The relationship between noradrenaline and neuropeptide Y (NPY) release was investigated in the in situ perfused guinea pig heart with intact sympathetic innervation. For determination of NPY concentrations in the perfusate, a specific radioimmunoassay was employed and further characterized. Electrical stimulation of the left stellate ganglion (4, 8, 12, and 50 Hz; for 10 min) evoked a calcium-dependent and frequency-related overflow of noradrenaline and NPY, which was positively correlated (r = 0.83; p < 0.001; n = 25). When two subsequent stimulations (12 Hz; each for 1 min) were performed in the same heart, addition of noradrenaline (10 μM) 5 min prior to the second stimulation reduced NPY overflow by 43 ± 10%. The stimulated release of noradrenaline and NPY was increased by the alpha₂-adrenoceptor antagonist yohimbine (1 μM) to 170 ± 10% and 199 ± 26%, and attenuated by the alpha₂-adrenoceptor agonist B-HT 920 (1 μM) to 70 ± 9% and 68 ± 9%, respectively. The adenosine analogue cyclohexyladenosine (1 μM) significantly reduced the stimulated overflow of both noradrenaline (to 57 ± 5%) and NPY (to 73 ± 8%).
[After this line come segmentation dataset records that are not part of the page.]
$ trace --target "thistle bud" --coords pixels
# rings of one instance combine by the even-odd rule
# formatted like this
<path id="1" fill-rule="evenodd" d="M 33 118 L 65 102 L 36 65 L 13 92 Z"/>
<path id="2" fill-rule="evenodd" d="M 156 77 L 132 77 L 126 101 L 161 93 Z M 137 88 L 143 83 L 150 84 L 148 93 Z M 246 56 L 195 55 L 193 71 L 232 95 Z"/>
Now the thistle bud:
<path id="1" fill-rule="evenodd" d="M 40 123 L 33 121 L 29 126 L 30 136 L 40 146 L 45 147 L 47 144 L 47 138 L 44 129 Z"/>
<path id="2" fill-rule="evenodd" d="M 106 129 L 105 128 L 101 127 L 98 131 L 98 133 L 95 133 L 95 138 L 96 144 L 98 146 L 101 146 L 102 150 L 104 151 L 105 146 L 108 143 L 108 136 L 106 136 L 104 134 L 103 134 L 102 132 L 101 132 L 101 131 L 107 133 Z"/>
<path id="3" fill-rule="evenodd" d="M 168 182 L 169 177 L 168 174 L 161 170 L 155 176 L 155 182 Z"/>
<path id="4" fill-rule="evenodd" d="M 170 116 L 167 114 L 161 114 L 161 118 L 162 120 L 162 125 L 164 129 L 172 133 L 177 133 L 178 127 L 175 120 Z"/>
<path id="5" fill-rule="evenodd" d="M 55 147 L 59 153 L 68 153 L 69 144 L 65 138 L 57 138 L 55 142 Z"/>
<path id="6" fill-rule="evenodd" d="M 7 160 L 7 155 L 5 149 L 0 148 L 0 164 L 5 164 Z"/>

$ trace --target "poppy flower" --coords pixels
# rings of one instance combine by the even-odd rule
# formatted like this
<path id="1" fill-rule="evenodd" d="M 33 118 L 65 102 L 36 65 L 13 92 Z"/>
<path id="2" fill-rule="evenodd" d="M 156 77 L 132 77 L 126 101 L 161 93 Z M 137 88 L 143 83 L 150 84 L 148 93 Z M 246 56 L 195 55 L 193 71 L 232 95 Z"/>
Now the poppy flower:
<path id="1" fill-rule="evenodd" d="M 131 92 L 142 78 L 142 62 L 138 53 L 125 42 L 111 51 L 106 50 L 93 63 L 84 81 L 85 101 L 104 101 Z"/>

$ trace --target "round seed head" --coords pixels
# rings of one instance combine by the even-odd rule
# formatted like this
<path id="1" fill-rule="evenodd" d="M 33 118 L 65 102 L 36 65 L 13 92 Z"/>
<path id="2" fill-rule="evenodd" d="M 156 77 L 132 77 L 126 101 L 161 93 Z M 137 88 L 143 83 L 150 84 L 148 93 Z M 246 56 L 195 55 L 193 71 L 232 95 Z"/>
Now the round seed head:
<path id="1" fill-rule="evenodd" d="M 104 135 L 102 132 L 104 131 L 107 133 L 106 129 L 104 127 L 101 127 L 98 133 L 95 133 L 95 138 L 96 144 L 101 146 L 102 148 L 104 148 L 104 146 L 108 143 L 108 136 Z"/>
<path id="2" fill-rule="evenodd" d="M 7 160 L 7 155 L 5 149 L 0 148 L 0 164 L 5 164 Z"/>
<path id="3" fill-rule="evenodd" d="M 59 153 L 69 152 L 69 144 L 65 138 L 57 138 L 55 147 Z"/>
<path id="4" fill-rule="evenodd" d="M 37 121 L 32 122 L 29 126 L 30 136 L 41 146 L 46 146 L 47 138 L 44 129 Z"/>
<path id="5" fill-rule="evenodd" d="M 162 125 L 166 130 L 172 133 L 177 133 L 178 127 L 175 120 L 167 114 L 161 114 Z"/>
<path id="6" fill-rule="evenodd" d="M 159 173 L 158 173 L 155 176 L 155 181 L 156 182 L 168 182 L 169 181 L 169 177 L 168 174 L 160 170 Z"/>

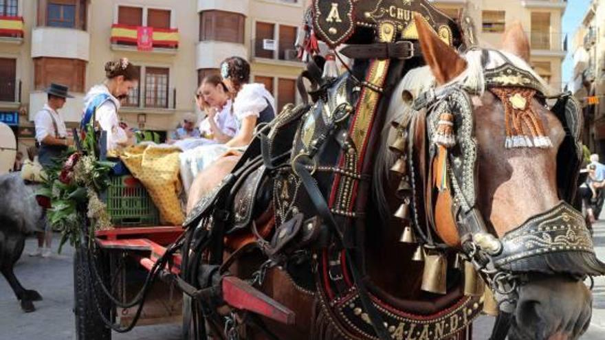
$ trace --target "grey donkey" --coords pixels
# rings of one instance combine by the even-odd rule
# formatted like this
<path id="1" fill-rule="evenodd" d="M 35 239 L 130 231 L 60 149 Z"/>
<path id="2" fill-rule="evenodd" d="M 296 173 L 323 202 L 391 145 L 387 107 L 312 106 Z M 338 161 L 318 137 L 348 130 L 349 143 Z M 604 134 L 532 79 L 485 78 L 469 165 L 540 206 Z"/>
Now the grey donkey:
<path id="1" fill-rule="evenodd" d="M 8 281 L 24 312 L 36 310 L 37 291 L 21 286 L 13 267 L 23 252 L 25 238 L 44 230 L 46 216 L 36 201 L 36 185 L 25 185 L 19 172 L 0 176 L 0 272 Z"/>

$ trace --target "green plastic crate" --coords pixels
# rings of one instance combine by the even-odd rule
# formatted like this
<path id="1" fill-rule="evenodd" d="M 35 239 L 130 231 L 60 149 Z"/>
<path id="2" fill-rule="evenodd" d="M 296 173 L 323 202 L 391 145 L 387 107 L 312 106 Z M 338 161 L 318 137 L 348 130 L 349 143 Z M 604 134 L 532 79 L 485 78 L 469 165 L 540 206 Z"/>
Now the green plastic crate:
<path id="1" fill-rule="evenodd" d="M 111 177 L 105 194 L 107 212 L 113 225 L 157 225 L 160 215 L 145 187 L 130 175 Z"/>

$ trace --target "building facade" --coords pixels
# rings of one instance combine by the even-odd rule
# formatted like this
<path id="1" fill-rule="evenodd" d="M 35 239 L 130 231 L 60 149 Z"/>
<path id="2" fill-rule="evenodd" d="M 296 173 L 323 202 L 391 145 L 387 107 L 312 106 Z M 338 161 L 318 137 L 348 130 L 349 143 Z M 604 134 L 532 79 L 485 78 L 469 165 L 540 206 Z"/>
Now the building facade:
<path id="1" fill-rule="evenodd" d="M 120 110 L 130 126 L 175 128 L 196 110 L 194 95 L 221 60 L 251 62 L 278 108 L 296 102 L 302 64 L 294 43 L 306 0 L 3 0 L 0 1 L 0 121 L 34 144 L 32 121 L 51 82 L 76 97 L 62 110 L 77 126 L 87 91 L 105 62 L 128 58 L 141 78 Z"/>
<path id="2" fill-rule="evenodd" d="M 573 78 L 569 84 L 582 105 L 584 144 L 605 156 L 605 1 L 591 1 L 573 36 Z"/>
<path id="3" fill-rule="evenodd" d="M 561 64 L 567 42 L 561 19 L 566 0 L 434 0 L 433 3 L 452 18 L 464 9 L 473 19 L 483 47 L 499 48 L 506 25 L 520 21 L 529 38 L 531 66 L 553 88 L 562 88 Z"/>

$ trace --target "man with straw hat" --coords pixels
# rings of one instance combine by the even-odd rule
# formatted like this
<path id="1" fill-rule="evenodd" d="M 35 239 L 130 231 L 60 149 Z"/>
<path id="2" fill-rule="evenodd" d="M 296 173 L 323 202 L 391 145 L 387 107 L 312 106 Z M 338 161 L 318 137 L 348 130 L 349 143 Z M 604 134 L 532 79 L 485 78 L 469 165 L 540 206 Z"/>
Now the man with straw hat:
<path id="1" fill-rule="evenodd" d="M 58 110 L 65 104 L 67 98 L 73 98 L 67 93 L 67 87 L 52 83 L 46 89 L 48 101 L 42 110 L 36 113 L 36 140 L 40 144 L 38 159 L 42 166 L 52 165 L 52 159 L 60 156 L 73 141 L 67 138 L 67 129 Z"/>

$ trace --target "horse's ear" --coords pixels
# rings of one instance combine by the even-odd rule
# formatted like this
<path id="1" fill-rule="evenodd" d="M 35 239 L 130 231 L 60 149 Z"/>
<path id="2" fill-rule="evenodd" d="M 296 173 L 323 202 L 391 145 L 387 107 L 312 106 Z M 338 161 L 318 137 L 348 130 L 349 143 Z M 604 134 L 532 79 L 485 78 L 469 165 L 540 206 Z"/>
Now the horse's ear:
<path id="1" fill-rule="evenodd" d="M 526 63 L 529 62 L 529 40 L 520 21 L 515 21 L 507 27 L 502 41 L 502 49 L 517 56 Z"/>
<path id="2" fill-rule="evenodd" d="M 437 36 L 421 15 L 414 15 L 424 61 L 439 84 L 446 84 L 466 69 L 466 60 Z"/>

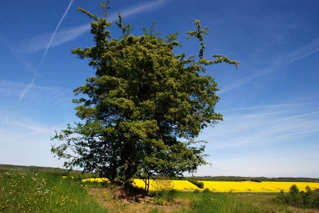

Exogenous NPY (100 nM) attenuated the stimulated overflow of noradrenaline by 30 ± 6%. Uptake₁ blockade with desipramine (100 nM) or nisoxetine (100 nM) prior to the second stimulation significantly increased noradrenaline overflow and attenuated that of NPY; the attenuation of the stimulation-evoked overflow of NPY was abolished by yohimbine (1 μM). Our results indicate that electrical stimulation induces a calcium-dependent, exocytotic co-release of noradrenaline and NPY. The co-release of both transmitters is regulated by presynaptic receptors in a parallel manner; furthermore, both transmitters, noradrenaline and possibly NPY, modulate their own release by a presynaptic negative feedback mechanism via presynaptic alpha₂-adrenoceptors and NPY-receptors.